Хлопьянов остановился среди них, ловя обрывки их разговоров, музыку царских гвардейских полков, вырывавшуюся из кассетника.
– Всю эту масонскую символику с Красной площади долой! – говорил маленький оживленный мужчина с сединами старца и румянцем младенца. – Пентаграммы Троцкого с башен долой! Этот пепел нечестивцев и колдунов, замурованный в стены, долой! И самого магистра Ульянова-Ленина, пропитанного смолами и ядами скорпионов, долой!
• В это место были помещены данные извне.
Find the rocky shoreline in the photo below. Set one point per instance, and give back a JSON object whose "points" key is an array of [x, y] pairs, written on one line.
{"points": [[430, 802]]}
Вот увидите, снесем символику сатаны, и сатана отступит из России!
– Я с вами абсолютно согласен! – вторил ему усатый, барственного вида господин в фуражке, похожий на предводителя дворянства. – Недавно я ездил в мою родовую усадьбу под Клин. Дом еще вполне приличен, пруд и парк целы. Я буду ходатайствовать о возвращении мне моего родового поместья!
Хлопьянов и с ними постоял, проникаясь их интонациями, словно дымом костра. Было ощущение, что его пиджак и рубашка покрылись легчайшим серебристым пеплом сгоревших времен, и от этого было странно и больно.
Он перешел к следующей группе, состоявшей из военных в офицерских мундирах. Они стояли под красным штандартом, тут же разворачивали транспарант с надписью: «Союз офицеров». Худощавый, с усиками, в темных очках – «Офицер», как тут же окрестил его Хлопьянов, – узнаваемый по телепередачам и газетным снимкам, говорил в мегафон:
– Пусть режим не надеется на продажный генералитет, засевший в теплых сортирах на своих приватизированных дачах! Средний комсостав, командиры полков и батальонов, с нами! Они не пойдут за предателями, превратившими великую армию в придаток американской морской пехоты! Мы не позволим уничтожить цвет русского офицерства!
На его мегафонную речь сходились крепкие, коротко стриженные мужчины. Гражданское платье не скрывало их стать и выправку. Они держали руки по швам, глаза угрюмо смотрели из-под насупленных бровей. Хлопьянов поймал себя на том, что и он, подобно им, отвел назад плечи, убрал живот, прижал к бедрам руки.
Он продолжал свое медленное кружение по площади среди флагов и транспарантов, словно перетекал из одного сосуда в другой, и в каждом был свой настой и отвар, свой замес. Звучали свои особые речи, своя музыка, колыхались особые стяги, и выражение лиц и покрой одежд были неповторимыми и особыми. У Хлопьянова было странное ощущение, – хоть все говорили по-русски, но каждый о своем, часто отрицая другого. Будто это был не единый народ, а несколько разных народов, вычерпанных из разных историй. Некогда единое целое теперь было расколото, измельчено, продолжало дробиться, истираясь в крупу.